I'm gathering metrics with Google mtail (https://github.com/google/mtail) (inputs.prometheus). Problem is that histograms are removed every expiration_interval (and reappear on next interval) (Counters from mtail are not removed on expiration_interval).
(Setting expiration_interval=0 is not viable because telegraf also gathers other metrics and there are metrics I want to alert on if they're absent). (Testing with (both input/output) metric_version=1 and histograms don't disappear every expiration_interval).
Relevant telegraf.conf:
# This is minimal example for reproducing the behaviour.
[agent]
interval = "10s"
round_interval = true
metric_batch_size = 1000
metric_buffer_limit = 10000
collection_jitter = "3s"
flush_interval = "10s"
flush_jitter = "4s"
precision = ""
debug = false
hostname = ""
omit_hostname = true
[[outputs.prometheus_client]]
## Address to listen on
listen = ":9273"
metric_version = 2
path = "/metrics"
# short expiration for debugging
expiration_interval = "30s"
collectors_exclude = ["gocollector", "process"]
# string_as_label = true
## Export metric collection time.
export_timestamp = false
[[inputs.prometheus]]
urls = ["http://localhost:8000/metrics"]
response_timeout = "8s"
metric_version = 2
namedrop = [ "go_*", "process_*" ]
tagexclude = [ "host", "url" ]
interval = "10s"
System info:
Telegraf 1.15.3 (git: HEAD fac8181) (also happens with at least 1.15.1, 1.14.0)

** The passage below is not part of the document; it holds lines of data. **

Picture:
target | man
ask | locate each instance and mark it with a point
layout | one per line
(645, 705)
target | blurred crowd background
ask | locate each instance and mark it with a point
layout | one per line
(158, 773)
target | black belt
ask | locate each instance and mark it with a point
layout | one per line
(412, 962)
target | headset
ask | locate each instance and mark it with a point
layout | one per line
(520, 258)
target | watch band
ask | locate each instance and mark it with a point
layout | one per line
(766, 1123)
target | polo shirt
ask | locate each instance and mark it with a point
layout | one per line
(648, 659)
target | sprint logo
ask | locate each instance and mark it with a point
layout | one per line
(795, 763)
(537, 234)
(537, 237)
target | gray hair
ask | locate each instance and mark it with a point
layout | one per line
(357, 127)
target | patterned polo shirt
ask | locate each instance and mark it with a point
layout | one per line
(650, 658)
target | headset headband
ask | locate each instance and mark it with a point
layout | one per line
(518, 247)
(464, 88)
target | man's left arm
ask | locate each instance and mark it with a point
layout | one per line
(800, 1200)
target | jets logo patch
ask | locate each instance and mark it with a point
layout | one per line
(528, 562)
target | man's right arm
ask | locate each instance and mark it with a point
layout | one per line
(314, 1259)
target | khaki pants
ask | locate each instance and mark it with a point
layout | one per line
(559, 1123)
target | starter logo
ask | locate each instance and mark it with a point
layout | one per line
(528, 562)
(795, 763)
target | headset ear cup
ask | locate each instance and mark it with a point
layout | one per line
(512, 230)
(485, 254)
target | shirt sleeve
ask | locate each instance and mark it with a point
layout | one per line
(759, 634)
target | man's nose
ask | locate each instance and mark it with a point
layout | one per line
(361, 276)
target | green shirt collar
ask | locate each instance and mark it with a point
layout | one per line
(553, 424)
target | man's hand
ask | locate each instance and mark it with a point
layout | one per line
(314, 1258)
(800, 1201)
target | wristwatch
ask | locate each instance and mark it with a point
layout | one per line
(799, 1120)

linux(amd64) (fedora32, centos8, centos7)
Steps to reproduce:
- Serve this file as /metrics (for example with
python3 -m http.server 8000
# HELP postfix_qmgr_messages_inserted_recipients defined at postfix.mtail:81:13-53
# TYPE postfix_qmgr_messages_inserted_recipients histogram
postfix_qmgr_messages_inserted_recipients_bucket{prog="postfix.mtail",le="1"} 2
postfix_qmgr_messages_inserted_recipients_bucket{prog="postfix.mtail",le="2"} 2
postfix_qmgr_messages_inserted_recipients_bucket{prog="postfix.mtail",le="+Inf"} 2
postfix_qmgr_messages_inserted_recipients_sum{prog="postfix.mtail"} 2
postfix_qmgr_messages_inserted_recipients_count{prog="postfix.mtail"} 2
# HELP postfix_qmgr_messages_removed_total defined at postfix.mtail:89:11-45
# TYPE postfix_qmgr_messages_removed_total counter
postfix_qmgr_messages_removed_total{prog="postfix.mtail"} 2
- Start telegraf with the example config:
telegraf --config telegraf.conf and in a loop scrape telegraf: while true; do curl -s http://localhost:9273/metrics | grep -c ^postfix_ ; sleep 2; done and see that about every expiration_interval the postfix_qmgr_messages_inserted_recipients_* metrics disappear (and reappear after next input interval). Note: postfix_qmgr_messages_removed_total (counter) doesn't disappear.
Expected behavior:
curl -s http://localhost:9273/metrics output should have postfix_qmgr_messages_inserted_recipients_* metrics as long as they appear in input.
Actual behavior:
Histogram metrics are incorrectly removed every expiration_interval.
Additional info:
While this is fairly minimal test config, the problem also appears with actual data + mtail (here the histogram data is updated more frequently than expiration_interval).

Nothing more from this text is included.